O Martini nova-iorquino dos anos 90, no entanto, tem uma imposição que horrorizaria Zelda Fitzgerald: começa com vodca Absolut ou Stolichnaya. O do James Bond de Sean Connery, que ainda era de gim, deveria ser shaken, not stirred (“sacudido em coqueteleira, jamais mexido com colher”). Os modernos, nem mesmo isso. Conforme ensina o barman do Joe Allen’s, deve-se apenas despejar a vodca sobre pedras de gelo, enquanto se conta até oito – uma receita generosa que encanta o freguês Al Pacino, ex-bebedor de cerveja e uísque.

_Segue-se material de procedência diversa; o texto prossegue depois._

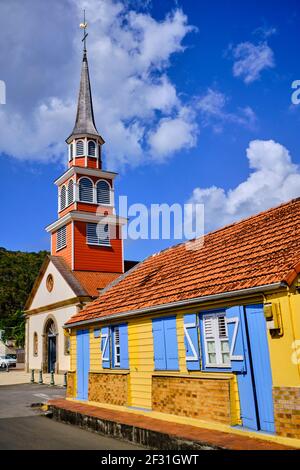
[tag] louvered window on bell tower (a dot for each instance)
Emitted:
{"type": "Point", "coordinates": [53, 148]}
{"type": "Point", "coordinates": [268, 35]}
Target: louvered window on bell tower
{"type": "Point", "coordinates": [103, 192]}
{"type": "Point", "coordinates": [79, 148]}
{"type": "Point", "coordinates": [85, 190]}
{"type": "Point", "coordinates": [63, 198]}
{"type": "Point", "coordinates": [70, 192]}
{"type": "Point", "coordinates": [71, 152]}
{"type": "Point", "coordinates": [97, 234]}
{"type": "Point", "coordinates": [61, 238]}
{"type": "Point", "coordinates": [91, 148]}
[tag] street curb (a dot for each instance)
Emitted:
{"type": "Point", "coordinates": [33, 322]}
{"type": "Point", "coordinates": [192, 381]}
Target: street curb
{"type": "Point", "coordinates": [140, 436]}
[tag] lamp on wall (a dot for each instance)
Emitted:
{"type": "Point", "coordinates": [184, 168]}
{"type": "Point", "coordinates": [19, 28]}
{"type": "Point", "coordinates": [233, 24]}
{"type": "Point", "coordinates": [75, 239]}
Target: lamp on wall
{"type": "Point", "coordinates": [273, 318]}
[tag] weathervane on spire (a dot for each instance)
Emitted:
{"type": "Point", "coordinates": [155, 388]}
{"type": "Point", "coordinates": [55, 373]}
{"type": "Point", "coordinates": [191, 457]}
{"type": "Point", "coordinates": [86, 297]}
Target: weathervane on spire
{"type": "Point", "coordinates": [85, 34]}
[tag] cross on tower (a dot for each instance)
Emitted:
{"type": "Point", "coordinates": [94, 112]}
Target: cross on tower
{"type": "Point", "coordinates": [83, 26]}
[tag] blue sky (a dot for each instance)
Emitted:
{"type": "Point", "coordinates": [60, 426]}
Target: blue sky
{"type": "Point", "coordinates": [192, 98]}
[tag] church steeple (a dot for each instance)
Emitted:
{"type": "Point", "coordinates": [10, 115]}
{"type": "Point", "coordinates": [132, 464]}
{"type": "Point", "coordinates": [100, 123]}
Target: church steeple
{"type": "Point", "coordinates": [85, 140]}
{"type": "Point", "coordinates": [85, 121]}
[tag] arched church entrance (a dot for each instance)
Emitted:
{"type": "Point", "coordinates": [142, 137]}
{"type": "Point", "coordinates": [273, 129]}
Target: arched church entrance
{"type": "Point", "coordinates": [50, 346]}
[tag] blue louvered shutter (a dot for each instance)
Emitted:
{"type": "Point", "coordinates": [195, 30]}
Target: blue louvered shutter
{"type": "Point", "coordinates": [105, 347]}
{"type": "Point", "coordinates": [63, 198]}
{"type": "Point", "coordinates": [124, 362]}
{"type": "Point", "coordinates": [79, 148]}
{"type": "Point", "coordinates": [171, 343]}
{"type": "Point", "coordinates": [191, 341]}
{"type": "Point", "coordinates": [91, 148]}
{"type": "Point", "coordinates": [103, 192]}
{"type": "Point", "coordinates": [160, 361]}
{"type": "Point", "coordinates": [236, 339]}
{"type": "Point", "coordinates": [85, 190]}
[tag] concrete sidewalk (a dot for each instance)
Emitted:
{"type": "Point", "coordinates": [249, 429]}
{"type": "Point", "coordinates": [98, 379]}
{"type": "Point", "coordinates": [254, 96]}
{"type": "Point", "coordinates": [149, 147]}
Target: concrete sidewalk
{"type": "Point", "coordinates": [156, 433]}
{"type": "Point", "coordinates": [16, 377]}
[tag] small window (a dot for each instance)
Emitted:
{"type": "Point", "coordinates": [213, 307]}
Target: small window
{"type": "Point", "coordinates": [70, 192]}
{"type": "Point", "coordinates": [61, 238]}
{"type": "Point", "coordinates": [71, 152]}
{"type": "Point", "coordinates": [35, 344]}
{"type": "Point", "coordinates": [91, 148]}
{"type": "Point", "coordinates": [103, 192]}
{"type": "Point", "coordinates": [67, 344]}
{"type": "Point", "coordinates": [216, 341]}
{"type": "Point", "coordinates": [86, 190]}
{"type": "Point", "coordinates": [80, 148]}
{"type": "Point", "coordinates": [63, 198]}
{"type": "Point", "coordinates": [116, 346]}
{"type": "Point", "coordinates": [50, 283]}
{"type": "Point", "coordinates": [97, 234]}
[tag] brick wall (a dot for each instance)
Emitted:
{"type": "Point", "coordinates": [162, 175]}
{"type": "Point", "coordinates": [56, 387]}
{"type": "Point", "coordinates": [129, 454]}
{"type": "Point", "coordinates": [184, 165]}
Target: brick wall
{"type": "Point", "coordinates": [287, 411]}
{"type": "Point", "coordinates": [108, 388]}
{"type": "Point", "coordinates": [71, 385]}
{"type": "Point", "coordinates": [207, 399]}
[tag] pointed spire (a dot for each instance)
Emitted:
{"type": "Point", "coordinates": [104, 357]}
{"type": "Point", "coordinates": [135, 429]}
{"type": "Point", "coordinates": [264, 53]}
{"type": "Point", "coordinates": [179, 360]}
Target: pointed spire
{"type": "Point", "coordinates": [85, 121]}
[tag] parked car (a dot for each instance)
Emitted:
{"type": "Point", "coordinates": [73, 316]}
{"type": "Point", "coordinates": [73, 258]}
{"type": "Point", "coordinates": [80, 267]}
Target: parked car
{"type": "Point", "coordinates": [9, 360]}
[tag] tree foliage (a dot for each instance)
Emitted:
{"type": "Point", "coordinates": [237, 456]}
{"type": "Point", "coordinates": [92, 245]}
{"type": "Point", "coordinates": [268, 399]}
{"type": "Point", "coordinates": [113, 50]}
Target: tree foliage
{"type": "Point", "coordinates": [18, 271]}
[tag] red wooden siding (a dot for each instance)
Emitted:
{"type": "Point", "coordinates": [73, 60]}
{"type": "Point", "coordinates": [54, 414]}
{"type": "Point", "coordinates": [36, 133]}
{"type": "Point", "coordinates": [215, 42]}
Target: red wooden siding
{"type": "Point", "coordinates": [70, 208]}
{"type": "Point", "coordinates": [96, 258]}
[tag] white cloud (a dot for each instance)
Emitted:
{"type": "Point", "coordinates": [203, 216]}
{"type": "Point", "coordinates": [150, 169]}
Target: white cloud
{"type": "Point", "coordinates": [213, 110]}
{"type": "Point", "coordinates": [172, 134]}
{"type": "Point", "coordinates": [274, 179]}
{"type": "Point", "coordinates": [250, 60]}
{"type": "Point", "coordinates": [136, 104]}
{"type": "Point", "coordinates": [265, 31]}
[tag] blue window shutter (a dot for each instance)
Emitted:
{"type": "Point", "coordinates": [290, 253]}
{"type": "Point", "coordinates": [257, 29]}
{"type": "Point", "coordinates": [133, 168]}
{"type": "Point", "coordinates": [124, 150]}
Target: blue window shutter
{"type": "Point", "coordinates": [160, 361]}
{"type": "Point", "coordinates": [105, 347]}
{"type": "Point", "coordinates": [171, 343]}
{"type": "Point", "coordinates": [96, 332]}
{"type": "Point", "coordinates": [236, 339]}
{"type": "Point", "coordinates": [191, 342]}
{"type": "Point", "coordinates": [124, 362]}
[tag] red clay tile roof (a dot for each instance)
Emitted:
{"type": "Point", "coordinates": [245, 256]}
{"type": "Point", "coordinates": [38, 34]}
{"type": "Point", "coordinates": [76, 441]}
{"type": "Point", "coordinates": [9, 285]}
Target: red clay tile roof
{"type": "Point", "coordinates": [92, 281]}
{"type": "Point", "coordinates": [258, 251]}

As taças, obviamente, devem estar geladas (foram umedecidas antes e colocadas no refrigerador). Dentro delas circulou apenas um mínimo de vermute, depois despejado na pia. Para um verdadeiro very, really very dry Martini, basta uma olhada para a garrafa de Cinzano ou Noilly Prat. Uma fina casca de limão é aceitável, ainda que nada se compare à presença e longínquo sabor acrescentados por azeitonas. Verdes, sempre.
Antes que você ria de tanto preciosismo, vai aqui uma sugestão: experimente. Como está acontecendo por aqui, é muito provável que, depois de provar, aquela garrafa de uísque fique para sempre aposentada na prateleira.